2. Use Google Sheets for Everything Else
For the cost actuals that you’re unable to automate — think technology and people spend — populate a google sheet with your budget AND actuals. Simply update the google sheet and your ROI report dashboards should update daily. This will allow you to have one central place where you can make updates and be confident that your ROI reports will adjust as well. This makes monthly department and quarterly board reporting much easier.

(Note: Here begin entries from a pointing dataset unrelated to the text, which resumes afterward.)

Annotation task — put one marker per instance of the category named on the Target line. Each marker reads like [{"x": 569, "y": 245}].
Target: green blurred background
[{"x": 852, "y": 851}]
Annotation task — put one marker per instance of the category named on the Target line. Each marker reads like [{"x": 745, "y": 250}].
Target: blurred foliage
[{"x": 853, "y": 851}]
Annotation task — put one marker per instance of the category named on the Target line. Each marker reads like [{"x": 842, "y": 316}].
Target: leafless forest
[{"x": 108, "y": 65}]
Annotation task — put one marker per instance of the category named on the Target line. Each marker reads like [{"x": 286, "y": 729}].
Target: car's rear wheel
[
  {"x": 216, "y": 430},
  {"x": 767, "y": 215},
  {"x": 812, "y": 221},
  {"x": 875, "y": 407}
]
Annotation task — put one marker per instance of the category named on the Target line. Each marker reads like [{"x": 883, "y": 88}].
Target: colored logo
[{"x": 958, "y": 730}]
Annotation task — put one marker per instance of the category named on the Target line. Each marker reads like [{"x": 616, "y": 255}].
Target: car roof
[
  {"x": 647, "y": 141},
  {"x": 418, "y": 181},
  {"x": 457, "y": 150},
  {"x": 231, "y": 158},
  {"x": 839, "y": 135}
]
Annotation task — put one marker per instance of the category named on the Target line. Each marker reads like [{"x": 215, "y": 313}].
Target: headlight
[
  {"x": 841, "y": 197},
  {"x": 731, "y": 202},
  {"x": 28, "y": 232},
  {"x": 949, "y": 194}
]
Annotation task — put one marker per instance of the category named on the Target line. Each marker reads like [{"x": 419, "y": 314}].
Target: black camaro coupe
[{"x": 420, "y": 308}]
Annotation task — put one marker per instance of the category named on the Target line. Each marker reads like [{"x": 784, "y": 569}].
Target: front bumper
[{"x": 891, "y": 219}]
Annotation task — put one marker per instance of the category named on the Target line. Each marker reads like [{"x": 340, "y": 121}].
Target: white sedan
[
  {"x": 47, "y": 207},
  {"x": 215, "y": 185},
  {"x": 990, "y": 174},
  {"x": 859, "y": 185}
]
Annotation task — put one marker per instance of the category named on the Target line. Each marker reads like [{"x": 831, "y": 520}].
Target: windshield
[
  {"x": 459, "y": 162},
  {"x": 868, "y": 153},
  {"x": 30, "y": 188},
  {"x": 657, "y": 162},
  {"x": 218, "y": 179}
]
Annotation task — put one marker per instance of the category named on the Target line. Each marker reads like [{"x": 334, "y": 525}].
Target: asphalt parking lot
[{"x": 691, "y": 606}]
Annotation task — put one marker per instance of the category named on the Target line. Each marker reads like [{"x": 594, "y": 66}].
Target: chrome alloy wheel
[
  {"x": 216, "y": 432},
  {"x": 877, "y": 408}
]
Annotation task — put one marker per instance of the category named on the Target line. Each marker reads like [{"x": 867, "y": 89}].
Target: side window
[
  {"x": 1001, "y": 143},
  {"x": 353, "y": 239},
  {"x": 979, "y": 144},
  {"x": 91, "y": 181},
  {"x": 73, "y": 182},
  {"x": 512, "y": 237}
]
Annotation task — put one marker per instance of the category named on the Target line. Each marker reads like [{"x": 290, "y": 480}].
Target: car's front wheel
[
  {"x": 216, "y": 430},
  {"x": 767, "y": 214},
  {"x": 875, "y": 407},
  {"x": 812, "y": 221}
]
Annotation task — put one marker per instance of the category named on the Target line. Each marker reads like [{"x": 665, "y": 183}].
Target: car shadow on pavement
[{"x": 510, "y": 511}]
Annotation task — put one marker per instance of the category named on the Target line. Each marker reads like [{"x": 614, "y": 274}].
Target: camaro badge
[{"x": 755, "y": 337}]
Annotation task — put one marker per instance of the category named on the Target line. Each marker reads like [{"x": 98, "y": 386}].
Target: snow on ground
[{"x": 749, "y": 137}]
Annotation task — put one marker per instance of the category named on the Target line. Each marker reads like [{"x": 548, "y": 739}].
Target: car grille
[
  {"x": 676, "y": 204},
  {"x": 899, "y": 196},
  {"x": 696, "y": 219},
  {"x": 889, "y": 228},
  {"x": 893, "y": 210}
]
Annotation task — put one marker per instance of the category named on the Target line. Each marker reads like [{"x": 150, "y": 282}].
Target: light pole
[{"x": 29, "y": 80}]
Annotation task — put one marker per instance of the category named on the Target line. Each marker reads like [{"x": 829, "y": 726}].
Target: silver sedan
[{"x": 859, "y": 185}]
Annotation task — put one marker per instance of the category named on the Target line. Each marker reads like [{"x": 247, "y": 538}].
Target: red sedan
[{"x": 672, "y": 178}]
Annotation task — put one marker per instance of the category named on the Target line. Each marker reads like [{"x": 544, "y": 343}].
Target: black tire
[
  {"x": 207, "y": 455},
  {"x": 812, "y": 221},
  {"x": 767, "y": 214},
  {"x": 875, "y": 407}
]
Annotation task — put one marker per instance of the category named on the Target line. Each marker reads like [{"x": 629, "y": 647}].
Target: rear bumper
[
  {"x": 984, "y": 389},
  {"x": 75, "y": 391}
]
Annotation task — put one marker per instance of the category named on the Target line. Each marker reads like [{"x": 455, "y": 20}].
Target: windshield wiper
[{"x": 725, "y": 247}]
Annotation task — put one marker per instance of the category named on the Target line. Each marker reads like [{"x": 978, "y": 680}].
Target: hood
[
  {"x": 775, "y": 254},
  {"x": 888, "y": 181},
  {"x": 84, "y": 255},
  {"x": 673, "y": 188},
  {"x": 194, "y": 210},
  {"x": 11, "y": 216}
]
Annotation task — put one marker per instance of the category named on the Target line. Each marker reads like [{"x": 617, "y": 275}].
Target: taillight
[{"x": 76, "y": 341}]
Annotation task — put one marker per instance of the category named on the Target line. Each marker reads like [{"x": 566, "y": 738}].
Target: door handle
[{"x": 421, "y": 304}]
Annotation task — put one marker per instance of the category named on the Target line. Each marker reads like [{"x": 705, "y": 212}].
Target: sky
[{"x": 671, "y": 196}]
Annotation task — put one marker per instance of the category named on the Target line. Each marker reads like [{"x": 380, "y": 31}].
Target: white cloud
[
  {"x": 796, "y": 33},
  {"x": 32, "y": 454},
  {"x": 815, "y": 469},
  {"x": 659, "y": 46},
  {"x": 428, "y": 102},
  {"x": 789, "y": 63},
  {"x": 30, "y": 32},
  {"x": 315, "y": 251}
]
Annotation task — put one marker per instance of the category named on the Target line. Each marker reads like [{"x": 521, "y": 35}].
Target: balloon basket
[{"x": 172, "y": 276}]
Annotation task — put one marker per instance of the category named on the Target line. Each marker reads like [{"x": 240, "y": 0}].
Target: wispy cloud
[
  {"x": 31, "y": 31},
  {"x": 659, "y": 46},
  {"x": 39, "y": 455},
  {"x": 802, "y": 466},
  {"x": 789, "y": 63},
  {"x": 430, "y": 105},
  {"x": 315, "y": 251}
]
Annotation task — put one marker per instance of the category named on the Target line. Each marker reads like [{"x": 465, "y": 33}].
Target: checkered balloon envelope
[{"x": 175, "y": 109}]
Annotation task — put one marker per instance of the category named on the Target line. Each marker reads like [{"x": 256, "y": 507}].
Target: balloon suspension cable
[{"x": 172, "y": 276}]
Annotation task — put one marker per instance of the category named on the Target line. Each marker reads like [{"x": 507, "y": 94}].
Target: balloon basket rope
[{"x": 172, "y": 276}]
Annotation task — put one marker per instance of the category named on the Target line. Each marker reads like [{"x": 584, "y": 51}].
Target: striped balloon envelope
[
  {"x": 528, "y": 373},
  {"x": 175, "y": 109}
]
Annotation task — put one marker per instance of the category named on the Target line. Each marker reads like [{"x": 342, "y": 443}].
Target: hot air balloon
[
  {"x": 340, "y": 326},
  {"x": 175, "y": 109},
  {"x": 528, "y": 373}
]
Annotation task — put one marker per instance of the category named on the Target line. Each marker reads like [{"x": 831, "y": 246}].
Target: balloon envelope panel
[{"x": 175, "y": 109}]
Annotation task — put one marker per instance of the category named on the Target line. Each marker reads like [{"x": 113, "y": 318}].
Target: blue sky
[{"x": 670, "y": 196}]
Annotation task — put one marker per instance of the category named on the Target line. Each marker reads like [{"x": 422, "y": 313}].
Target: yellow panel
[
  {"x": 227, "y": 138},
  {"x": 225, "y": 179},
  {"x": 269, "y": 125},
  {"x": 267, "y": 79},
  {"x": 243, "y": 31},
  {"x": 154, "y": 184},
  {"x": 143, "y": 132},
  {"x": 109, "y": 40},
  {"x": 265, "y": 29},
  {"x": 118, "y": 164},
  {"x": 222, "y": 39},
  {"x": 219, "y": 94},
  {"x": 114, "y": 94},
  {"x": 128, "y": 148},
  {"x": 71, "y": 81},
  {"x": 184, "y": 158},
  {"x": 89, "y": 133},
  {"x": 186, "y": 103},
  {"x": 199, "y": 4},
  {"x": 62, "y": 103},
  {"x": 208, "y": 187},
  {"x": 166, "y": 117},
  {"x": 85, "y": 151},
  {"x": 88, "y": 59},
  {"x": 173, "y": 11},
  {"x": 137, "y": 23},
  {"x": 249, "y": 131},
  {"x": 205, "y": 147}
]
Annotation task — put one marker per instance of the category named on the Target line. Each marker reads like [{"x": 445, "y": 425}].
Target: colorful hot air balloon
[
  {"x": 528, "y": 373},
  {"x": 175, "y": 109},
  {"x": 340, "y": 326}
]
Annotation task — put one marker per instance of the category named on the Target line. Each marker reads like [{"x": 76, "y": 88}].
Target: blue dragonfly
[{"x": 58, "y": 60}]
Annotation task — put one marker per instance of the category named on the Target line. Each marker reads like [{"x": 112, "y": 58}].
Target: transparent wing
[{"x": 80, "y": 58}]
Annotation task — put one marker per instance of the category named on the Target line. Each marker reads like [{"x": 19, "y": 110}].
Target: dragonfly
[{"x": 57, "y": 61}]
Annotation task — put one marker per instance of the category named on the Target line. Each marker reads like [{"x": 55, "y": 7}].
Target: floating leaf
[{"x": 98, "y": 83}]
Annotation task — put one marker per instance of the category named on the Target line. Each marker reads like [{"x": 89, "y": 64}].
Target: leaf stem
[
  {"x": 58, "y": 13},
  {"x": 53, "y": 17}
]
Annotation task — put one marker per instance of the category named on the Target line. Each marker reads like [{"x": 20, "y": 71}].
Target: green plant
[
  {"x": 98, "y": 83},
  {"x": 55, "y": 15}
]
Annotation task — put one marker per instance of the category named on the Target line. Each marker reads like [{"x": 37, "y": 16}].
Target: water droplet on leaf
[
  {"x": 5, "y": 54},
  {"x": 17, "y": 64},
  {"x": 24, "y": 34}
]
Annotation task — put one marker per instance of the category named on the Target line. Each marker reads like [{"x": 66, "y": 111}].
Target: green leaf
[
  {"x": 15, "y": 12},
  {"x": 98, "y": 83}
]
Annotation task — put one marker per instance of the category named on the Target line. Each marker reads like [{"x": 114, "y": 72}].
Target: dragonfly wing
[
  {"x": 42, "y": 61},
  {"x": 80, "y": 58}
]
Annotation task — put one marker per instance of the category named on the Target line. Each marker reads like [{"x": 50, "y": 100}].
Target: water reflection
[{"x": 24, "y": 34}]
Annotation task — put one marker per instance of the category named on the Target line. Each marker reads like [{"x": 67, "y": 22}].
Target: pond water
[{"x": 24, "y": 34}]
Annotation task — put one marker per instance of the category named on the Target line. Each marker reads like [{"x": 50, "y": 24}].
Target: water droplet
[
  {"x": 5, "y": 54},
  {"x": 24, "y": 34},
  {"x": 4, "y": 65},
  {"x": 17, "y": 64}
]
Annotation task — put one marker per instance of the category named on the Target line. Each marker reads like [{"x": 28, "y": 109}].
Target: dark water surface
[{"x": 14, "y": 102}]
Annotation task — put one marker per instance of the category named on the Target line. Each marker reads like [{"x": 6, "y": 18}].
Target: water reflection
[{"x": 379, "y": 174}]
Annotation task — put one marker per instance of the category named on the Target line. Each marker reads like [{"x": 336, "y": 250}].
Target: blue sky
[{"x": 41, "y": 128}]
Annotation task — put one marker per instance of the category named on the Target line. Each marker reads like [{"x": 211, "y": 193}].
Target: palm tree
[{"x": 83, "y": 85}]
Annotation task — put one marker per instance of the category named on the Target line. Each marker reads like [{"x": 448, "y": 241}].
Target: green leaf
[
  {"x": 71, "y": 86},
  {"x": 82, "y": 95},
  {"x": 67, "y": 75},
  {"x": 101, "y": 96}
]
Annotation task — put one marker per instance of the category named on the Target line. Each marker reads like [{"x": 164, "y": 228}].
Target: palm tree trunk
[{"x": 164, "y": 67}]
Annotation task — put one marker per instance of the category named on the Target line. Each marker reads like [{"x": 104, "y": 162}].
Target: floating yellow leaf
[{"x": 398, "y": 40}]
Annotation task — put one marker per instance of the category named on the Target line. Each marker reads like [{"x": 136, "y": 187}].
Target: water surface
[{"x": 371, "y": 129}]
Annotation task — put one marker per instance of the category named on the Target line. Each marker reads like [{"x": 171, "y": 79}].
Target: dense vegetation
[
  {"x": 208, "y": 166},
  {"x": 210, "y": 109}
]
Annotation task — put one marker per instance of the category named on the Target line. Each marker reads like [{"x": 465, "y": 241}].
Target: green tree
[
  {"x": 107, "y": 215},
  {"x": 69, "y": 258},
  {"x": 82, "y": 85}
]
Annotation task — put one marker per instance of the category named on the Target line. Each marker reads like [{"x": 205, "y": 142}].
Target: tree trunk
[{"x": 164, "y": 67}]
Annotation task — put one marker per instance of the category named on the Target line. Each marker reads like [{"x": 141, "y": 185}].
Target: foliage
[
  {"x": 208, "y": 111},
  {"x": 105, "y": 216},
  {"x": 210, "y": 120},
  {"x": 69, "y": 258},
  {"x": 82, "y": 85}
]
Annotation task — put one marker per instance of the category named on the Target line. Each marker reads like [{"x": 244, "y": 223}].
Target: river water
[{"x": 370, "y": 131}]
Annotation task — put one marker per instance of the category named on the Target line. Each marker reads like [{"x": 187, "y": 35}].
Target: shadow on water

3. Run Different ROI Models
There are a number of different ways to slice ROI. You might do it “fully loaded” — everything that makes up marketing spend including people and technology. But you’ll also want to look at ROI in a more granular way — by channel or by campaign. So, our recommendation at CaliberMind is to create a series of reports that tie into one dashboard that reflect as much.